The film, in this way, conjures the image of the Republicans as the single party of the capitalist class within the two-party U.S. system. Escaping McKay is the documented fact that the Democratic party, just as often as the Republican party, stands stalwartly with the capitalist class when it is their turn to helm the government.

The Iraq war is depicted as a moral vacuum. A clearly illegal act which operates as the apex of the zealously applied power of the executive branch. Of course, McKay’s Vice ends before the conclusion of the Iraq or Afghanistan wars. It is not because these wars saw their resolution in the proceeding years after Cheney left his office.

Rather, McKay is unable to demonstrate the conclusion of these wars because they remain an ongoing blood-soaked and body-ridden anthology.

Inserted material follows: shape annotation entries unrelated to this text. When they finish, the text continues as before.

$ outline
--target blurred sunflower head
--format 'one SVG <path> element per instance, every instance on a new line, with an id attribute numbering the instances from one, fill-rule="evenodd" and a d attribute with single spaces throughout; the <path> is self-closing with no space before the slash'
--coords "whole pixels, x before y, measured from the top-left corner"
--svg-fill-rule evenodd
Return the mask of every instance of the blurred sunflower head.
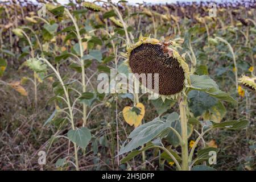
<path id="1" fill-rule="evenodd" d="M 182 93 L 184 94 L 186 85 L 189 82 L 188 65 L 169 45 L 167 42 L 141 35 L 139 41 L 127 48 L 126 55 L 127 59 L 125 63 L 131 73 L 139 75 L 145 73 L 146 77 L 148 73 L 159 74 L 157 93 L 148 88 L 147 83 L 144 85 L 139 81 L 148 92 L 156 94 L 163 100 L 176 99 Z"/>
<path id="2" fill-rule="evenodd" d="M 256 77 L 250 78 L 249 76 L 243 75 L 239 78 L 239 82 L 243 86 L 256 91 Z"/>

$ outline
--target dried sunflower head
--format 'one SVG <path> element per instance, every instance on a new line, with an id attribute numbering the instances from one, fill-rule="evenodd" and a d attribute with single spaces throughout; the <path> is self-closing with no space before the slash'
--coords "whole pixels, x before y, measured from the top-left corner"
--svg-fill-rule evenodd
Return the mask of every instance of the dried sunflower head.
<path id="1" fill-rule="evenodd" d="M 163 100 L 177 98 L 183 92 L 184 93 L 185 86 L 189 82 L 188 65 L 184 59 L 168 46 L 166 42 L 161 43 L 158 39 L 141 35 L 139 41 L 129 47 L 126 53 L 126 63 L 133 73 L 144 73 L 147 80 L 148 74 L 159 74 L 156 94 Z M 150 83 L 144 85 L 145 83 L 139 81 L 149 93 L 156 93 L 148 88 Z"/>
<path id="2" fill-rule="evenodd" d="M 242 77 L 239 78 L 239 82 L 243 86 L 256 91 L 256 77 L 250 78 L 249 76 L 243 75 Z"/>

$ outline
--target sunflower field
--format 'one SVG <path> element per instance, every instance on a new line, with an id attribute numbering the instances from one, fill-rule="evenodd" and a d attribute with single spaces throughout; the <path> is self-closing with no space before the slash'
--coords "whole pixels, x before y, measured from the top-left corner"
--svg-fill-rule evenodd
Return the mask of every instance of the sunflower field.
<path id="1" fill-rule="evenodd" d="M 0 1 L 1 170 L 256 169 L 255 0 L 64 1 Z"/>

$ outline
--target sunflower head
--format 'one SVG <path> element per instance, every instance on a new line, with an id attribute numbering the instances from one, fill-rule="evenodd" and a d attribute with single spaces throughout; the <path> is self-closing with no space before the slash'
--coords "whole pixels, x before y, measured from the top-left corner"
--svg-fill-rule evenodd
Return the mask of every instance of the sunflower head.
<path id="1" fill-rule="evenodd" d="M 249 76 L 243 75 L 239 78 L 239 82 L 243 86 L 256 91 L 256 77 L 250 78 Z"/>
<path id="2" fill-rule="evenodd" d="M 158 39 L 141 35 L 138 42 L 127 48 L 126 54 L 126 63 L 133 73 L 144 73 L 147 81 L 147 75 L 150 75 L 148 74 L 158 73 L 157 94 L 163 100 L 177 98 L 189 82 L 188 65 L 177 51 L 168 47 L 170 44 L 170 42 L 160 42 Z M 139 81 L 142 87 L 146 87 L 148 92 L 152 93 L 152 89 L 148 88 L 150 83 L 147 82 L 144 85 Z M 154 87 L 152 88 L 154 89 Z"/>

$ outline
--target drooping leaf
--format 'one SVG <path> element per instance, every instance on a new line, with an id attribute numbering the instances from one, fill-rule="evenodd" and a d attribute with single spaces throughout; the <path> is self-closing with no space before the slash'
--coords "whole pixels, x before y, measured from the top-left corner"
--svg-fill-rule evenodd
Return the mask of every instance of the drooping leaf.
<path id="1" fill-rule="evenodd" d="M 151 143 L 148 143 L 146 146 L 146 147 L 142 148 L 141 150 L 134 150 L 131 152 L 129 153 L 126 157 L 122 158 L 122 160 L 120 161 L 120 163 L 121 164 L 123 164 L 129 161 L 135 156 L 137 156 L 143 151 L 154 148 L 154 147 L 155 146 L 154 144 Z"/>
<path id="2" fill-rule="evenodd" d="M 193 90 L 205 92 L 211 97 L 217 98 L 231 103 L 237 103 L 234 98 L 225 92 L 219 89 L 218 86 L 212 79 L 206 75 L 195 75 L 190 76 L 191 85 L 189 88 Z"/>
<path id="3" fill-rule="evenodd" d="M 85 148 L 92 139 L 92 135 L 88 128 L 83 127 L 80 129 L 68 131 L 68 137 L 79 147 L 81 147 L 82 148 Z"/>
<path id="4" fill-rule="evenodd" d="M 171 123 L 164 122 L 159 117 L 135 128 L 128 136 L 131 141 L 126 146 L 125 143 L 118 152 L 118 155 L 130 152 L 143 145 L 159 135 L 162 132 L 170 127 Z"/>
<path id="5" fill-rule="evenodd" d="M 218 102 L 216 98 L 198 90 L 189 92 L 188 98 L 189 100 L 188 106 L 195 117 L 202 115 Z"/>
<path id="6" fill-rule="evenodd" d="M 80 97 L 80 100 L 90 100 L 93 98 L 93 93 L 92 92 L 84 92 L 82 93 L 81 96 Z"/>
<path id="7" fill-rule="evenodd" d="M 28 67 L 36 72 L 43 72 L 47 71 L 47 66 L 40 60 L 30 58 L 27 60 Z"/>
<path id="8" fill-rule="evenodd" d="M 82 59 L 84 60 L 96 59 L 101 63 L 102 61 L 102 54 L 99 50 L 89 50 L 89 54 L 84 55 Z"/>
<path id="9" fill-rule="evenodd" d="M 204 120 L 211 120 L 219 123 L 226 114 L 226 110 L 222 103 L 218 101 L 217 104 L 209 108 L 203 115 Z"/>
<path id="10" fill-rule="evenodd" d="M 52 119 L 53 119 L 53 117 L 55 116 L 55 114 L 57 110 L 55 109 L 54 111 L 52 113 L 52 114 L 51 114 L 51 116 L 49 117 L 49 118 L 48 118 L 47 120 L 46 120 L 46 121 L 44 122 L 44 125 L 43 125 L 43 127 L 44 127 L 46 125 L 49 123 L 52 120 Z"/>
<path id="11" fill-rule="evenodd" d="M 66 159 L 65 158 L 60 158 L 58 159 L 57 162 L 55 163 L 56 167 L 63 167 L 66 163 Z"/>
<path id="12" fill-rule="evenodd" d="M 239 130 L 248 126 L 249 121 L 246 119 L 232 120 L 221 123 L 213 123 L 213 128 L 225 129 L 228 130 Z"/>

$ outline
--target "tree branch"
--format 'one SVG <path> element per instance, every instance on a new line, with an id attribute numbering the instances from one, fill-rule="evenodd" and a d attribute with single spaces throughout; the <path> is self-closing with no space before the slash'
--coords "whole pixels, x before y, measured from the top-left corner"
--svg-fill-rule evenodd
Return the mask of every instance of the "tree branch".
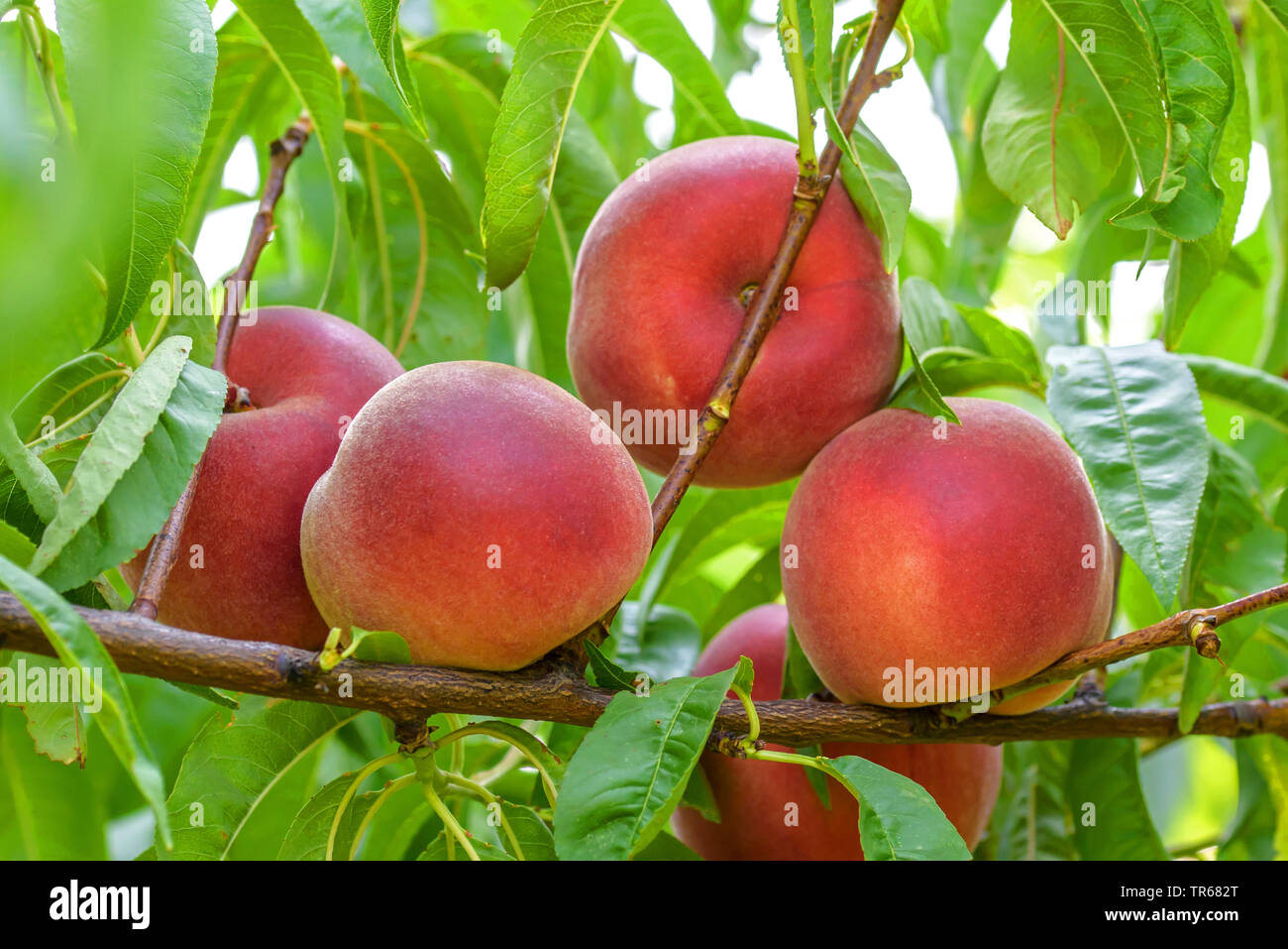
<path id="1" fill-rule="evenodd" d="M 1288 584 L 1226 603 L 1207 614 L 1226 621 L 1288 598 Z M 330 672 L 317 665 L 317 654 L 265 642 L 222 640 L 204 633 L 156 623 L 129 612 L 77 611 L 98 633 L 122 672 L 153 676 L 173 682 L 231 689 L 282 699 L 318 701 L 379 712 L 395 722 L 424 719 L 435 712 L 474 716 L 531 718 L 568 725 L 594 725 L 614 692 L 586 683 L 581 669 L 553 655 L 526 669 L 509 673 L 442 669 L 422 665 L 389 665 L 346 660 Z M 1168 621 L 1177 624 L 1188 614 Z M 1137 631 L 1112 643 L 1131 643 L 1117 658 L 1139 655 L 1148 649 L 1189 645 L 1188 638 L 1153 636 L 1140 647 Z M 1136 637 L 1136 638 L 1132 638 Z M 1109 645 L 1112 645 L 1109 643 Z M 53 649 L 22 603 L 0 593 L 0 649 L 53 655 Z M 1069 669 L 1094 655 L 1095 664 L 1113 661 L 1100 646 L 1072 654 L 1056 663 L 1054 680 L 1068 678 Z M 1054 708 L 1023 716 L 970 716 L 954 722 L 943 708 L 895 709 L 878 705 L 842 705 L 817 699 L 757 701 L 760 738 L 786 745 L 823 741 L 954 743 L 1028 741 L 1072 738 L 1179 738 L 1175 709 L 1109 708 L 1095 689 Z M 716 718 L 712 741 L 720 732 L 746 732 L 742 703 L 725 701 Z M 1271 732 L 1288 738 L 1288 699 L 1251 700 L 1208 705 L 1190 734 L 1240 738 Z"/>
<path id="2" fill-rule="evenodd" d="M 877 12 L 872 19 L 867 41 L 863 44 L 863 54 L 859 58 L 859 68 L 854 73 L 854 80 L 845 92 L 841 110 L 837 112 L 837 121 L 846 135 L 854 130 L 854 122 L 859 117 L 859 110 L 868 98 L 890 85 L 894 79 L 890 72 L 877 72 L 877 61 L 881 50 L 885 49 L 890 34 L 894 31 L 899 10 L 903 9 L 903 0 L 878 0 Z M 787 288 L 787 279 L 791 276 L 796 258 L 800 257 L 805 239 L 814 226 L 827 190 L 836 177 L 836 169 L 841 164 L 841 150 L 836 142 L 828 139 L 823 153 L 819 156 L 818 175 L 801 175 L 796 182 L 796 191 L 792 200 L 791 213 L 787 215 L 787 227 L 783 239 L 774 254 L 773 263 L 764 282 L 756 288 L 747 304 L 747 316 L 742 324 L 742 331 L 733 349 L 725 358 L 724 369 L 707 404 L 702 406 L 698 415 L 694 450 L 690 454 L 680 454 L 671 471 L 667 472 L 666 481 L 658 489 L 653 499 L 653 543 L 657 544 L 662 531 L 671 520 L 671 514 L 680 505 L 689 485 L 702 467 L 711 449 L 715 446 L 720 432 L 729 423 L 729 414 L 733 411 L 734 400 L 742 388 L 751 365 L 756 360 L 756 353 L 765 342 L 769 330 L 778 322 L 782 307 L 783 290 Z"/>
<path id="3" fill-rule="evenodd" d="M 246 251 L 242 254 L 237 269 L 224 280 L 224 307 L 219 316 L 219 330 L 215 338 L 215 358 L 211 367 L 219 373 L 228 371 L 228 353 L 232 352 L 233 334 L 237 324 L 243 316 L 242 304 L 246 302 L 246 288 L 255 275 L 255 264 L 259 255 L 268 244 L 273 233 L 273 209 L 282 196 L 282 187 L 286 183 L 286 171 L 291 162 L 304 151 L 304 143 L 313 132 L 313 120 L 305 113 L 295 120 L 281 138 L 269 146 L 272 159 L 269 161 L 268 178 L 264 182 L 264 193 L 259 199 L 259 210 L 251 222 L 250 236 L 246 239 Z M 232 409 L 243 398 L 236 386 L 228 387 L 228 402 L 224 410 Z M 192 508 L 192 494 L 201 476 L 201 462 L 192 472 L 188 486 L 183 489 L 179 500 L 165 525 L 152 539 L 152 549 L 148 560 L 143 565 L 143 575 L 139 578 L 139 588 L 134 593 L 134 602 L 130 603 L 130 612 L 148 619 L 156 619 L 157 606 L 161 602 L 161 593 L 165 583 L 170 579 L 170 571 L 179 557 L 179 538 L 183 535 L 183 525 L 188 521 L 188 511 Z"/>

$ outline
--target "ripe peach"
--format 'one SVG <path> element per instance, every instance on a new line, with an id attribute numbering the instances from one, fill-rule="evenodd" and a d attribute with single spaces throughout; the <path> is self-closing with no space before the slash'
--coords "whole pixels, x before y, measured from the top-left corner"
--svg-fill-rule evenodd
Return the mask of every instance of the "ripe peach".
<path id="1" fill-rule="evenodd" d="M 744 655 L 756 668 L 752 698 L 777 699 L 782 695 L 786 646 L 787 609 L 757 606 L 707 645 L 694 673 L 728 669 Z M 971 848 L 984 834 L 1002 780 L 1002 749 L 990 745 L 840 741 L 824 745 L 823 753 L 832 758 L 855 754 L 917 781 Z M 707 753 L 701 767 L 720 808 L 720 823 L 680 807 L 672 825 L 676 836 L 707 860 L 863 859 L 858 803 L 836 781 L 828 779 L 831 808 L 826 808 L 799 765 Z M 788 823 L 790 815 L 795 824 Z"/>
<path id="2" fill-rule="evenodd" d="M 1001 689 L 1108 629 L 1109 538 L 1077 456 L 1023 409 L 948 404 L 961 427 L 905 409 L 850 427 L 810 463 L 788 507 L 787 607 L 842 701 L 933 704 L 885 692 L 887 670 L 902 676 L 909 663 L 987 669 L 988 687 Z M 1064 689 L 990 710 L 1029 712 Z"/>
<path id="3" fill-rule="evenodd" d="M 514 366 L 440 362 L 381 389 L 304 509 L 332 625 L 421 664 L 518 669 L 589 627 L 648 560 L 644 482 L 612 431 Z"/>
<path id="4" fill-rule="evenodd" d="M 225 414 L 206 449 L 158 620 L 233 640 L 322 645 L 327 624 L 300 566 L 304 499 L 345 424 L 401 374 L 366 331 L 316 309 L 264 307 L 238 328 L 228 378 L 254 407 Z M 121 567 L 134 588 L 146 560 Z"/>
<path id="5" fill-rule="evenodd" d="M 568 361 L 587 405 L 609 414 L 614 404 L 641 414 L 702 409 L 739 335 L 748 289 L 769 272 L 796 170 L 790 142 L 714 138 L 650 161 L 608 196 L 577 254 L 568 322 Z M 845 188 L 828 191 L 788 286 L 698 484 L 800 474 L 894 384 L 895 280 Z M 629 447 L 665 473 L 677 453 L 674 432 L 665 441 Z"/>

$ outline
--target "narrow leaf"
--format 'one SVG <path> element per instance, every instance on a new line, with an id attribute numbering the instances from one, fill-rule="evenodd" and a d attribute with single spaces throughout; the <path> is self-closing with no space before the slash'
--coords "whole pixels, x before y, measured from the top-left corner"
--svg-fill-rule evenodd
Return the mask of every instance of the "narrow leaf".
<path id="1" fill-rule="evenodd" d="M 1109 530 L 1166 607 L 1207 481 L 1194 377 L 1157 343 L 1051 347 L 1047 361 L 1047 405 L 1087 468 Z"/>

Former U.S. president Barack Obama, framed as a response to the growing discontent toward Cheney’s wars, is shown briefly near the end of the film. McKay’s attempt to uniquely craft Cheney and his party as warmongering villains and the Democrats as their foil does not hold. Obama presided over the expansion of U.S. wars in the Middle East/North Africa and the destruction of Libya, Egypt and Syria.

Today, with the Libyan government basically non-existent after the U.S.-led bombing of the nation, you can buy a black slave in Libya for US$400.

Not because of Dick Cheney, but because of Barack Obama. But systemically, the unbridled war machine the U.S. operates under both political parties is a function of the class character of the state rather than any single political party. McKay’s narrative, notwithstanding.

America is one of the advanced capitalist world’s most unequal societies. The 20th century was equally split between Democrats and Republicans in the seat of power. Neither of these parties attempted to pump the brakes on the destruction of the U.S. welfare state and the deepening misery of America’s poor.

It is not campaign finance nor these billionaire-funded right-wing think tanks, McKay suggests, that are central to the causes of the working class’s harrowing lot.

Instead, the very system itself makes all of this necessary. The accumulation of capital in a capitalist society inherently produces power for those doing the accumulating.

The very power and strength of the U.S. is dependent on its position as the capitalist core of the world. It invariably uses its powers in service of capital to maintain its position — including the use of its military.

Vice will convince you Cheney should be brought to the Hague to be tried for his crimes against humanity — rightly so.

But it will leave you with the impression that that alone will slay the evil beast.

Alas, Cheney is but one head on the hydra.